SBP forex reserves rise to $9.4bn

By Our Correspondent
July 19, 2024
The Bank of Pakistan building seen in this undated image.— Facebook@StateBankPakistan/file
The Bank of Pakistan building seen in this undated image.— Facebook@StateBankPakistan/file

KARACHI: Pakistan’s foreign exchange reserves held by the central bank increased by $19 million to $9.42 billion in the week ending July 12, the State Bank of Pakistan reported on Thursday.

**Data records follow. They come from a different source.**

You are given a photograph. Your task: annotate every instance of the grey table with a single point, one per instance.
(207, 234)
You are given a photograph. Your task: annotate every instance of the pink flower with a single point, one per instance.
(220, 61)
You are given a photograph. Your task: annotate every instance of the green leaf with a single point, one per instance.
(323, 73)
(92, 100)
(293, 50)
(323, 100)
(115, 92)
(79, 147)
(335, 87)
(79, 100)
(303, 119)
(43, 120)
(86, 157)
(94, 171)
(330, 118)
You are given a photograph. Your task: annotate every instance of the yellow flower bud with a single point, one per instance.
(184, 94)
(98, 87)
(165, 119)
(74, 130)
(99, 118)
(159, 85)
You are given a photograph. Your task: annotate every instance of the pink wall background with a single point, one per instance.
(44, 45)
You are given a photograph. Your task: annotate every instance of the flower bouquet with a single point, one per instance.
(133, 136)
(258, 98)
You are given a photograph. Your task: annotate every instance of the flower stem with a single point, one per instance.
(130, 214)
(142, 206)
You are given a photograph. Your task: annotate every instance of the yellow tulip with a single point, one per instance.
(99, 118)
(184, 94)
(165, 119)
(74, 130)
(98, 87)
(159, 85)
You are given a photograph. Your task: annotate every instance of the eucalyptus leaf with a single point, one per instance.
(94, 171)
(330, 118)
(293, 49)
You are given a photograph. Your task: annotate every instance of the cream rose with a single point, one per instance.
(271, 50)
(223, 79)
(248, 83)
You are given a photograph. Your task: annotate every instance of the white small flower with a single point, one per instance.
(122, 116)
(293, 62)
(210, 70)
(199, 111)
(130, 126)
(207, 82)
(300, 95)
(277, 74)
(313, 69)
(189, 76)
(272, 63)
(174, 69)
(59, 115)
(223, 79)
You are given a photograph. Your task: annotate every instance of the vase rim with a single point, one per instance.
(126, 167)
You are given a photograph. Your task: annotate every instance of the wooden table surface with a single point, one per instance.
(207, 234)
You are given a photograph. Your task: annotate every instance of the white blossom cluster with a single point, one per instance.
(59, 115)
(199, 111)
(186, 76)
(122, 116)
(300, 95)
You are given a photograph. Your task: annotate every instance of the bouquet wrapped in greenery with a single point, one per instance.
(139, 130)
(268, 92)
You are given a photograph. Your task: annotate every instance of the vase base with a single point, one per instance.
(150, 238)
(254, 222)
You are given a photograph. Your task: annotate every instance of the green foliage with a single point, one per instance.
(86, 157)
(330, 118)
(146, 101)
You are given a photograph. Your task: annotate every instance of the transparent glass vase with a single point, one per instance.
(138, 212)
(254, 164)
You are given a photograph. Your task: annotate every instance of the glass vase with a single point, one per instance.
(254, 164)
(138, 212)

The country’s total foreign exchange reserves rose by $59 million to $14.704 billion. The reserves of commercial banks increased by $40 million to $5.280 billion. Last week, Pakistan achieved a breakthrough by signing a new 37-month $7 billion Extended Fund Facility (EFF) with the International Monetary Fund (IMF). This significant achievement comes after the stabilization measures taken by the government along with the successful conclusion of the last standby arrangement (SBA) of $3 billion back in April this year. The deal is now subject to approval by the IMF Executive Board.

According to the latest Moody’s report, the new IMF programme will improve Pakistan’s (Caa3 stable) funding prospects. “The programme will provide credible sources of financing from the IMF and catalyze funding from other bilateral and multilateral partners to meet Pakistan’s external financing needs,” it said.

“However, the government’s ability to sustain reform implementation will be key to allowing Pakistan to continually unlock financing over the duration of the IMF programme, leading to a durable easing of government liquidity risks,” it added.

The rating agency, citing the IMF report, which was published in May said Pakistan’s external financing needs is about $21 billion for fiscal 2025 (ending June 2025) and about $23 billion for fiscal 2026-27. Pakistan’s foreign exchange reserves of $9.4 billion as of July 5 is well below its needs, it said.Pakistan’s external position remains fragile, with high external financing requirements over the next three to five years. The country is vulnerable to policy slippages. Weak governance and high social tensions can compound the government’s ability to advance reforms, jeopardizing its ability to complete reviews under the IMF programme and unlock external financing, it noted.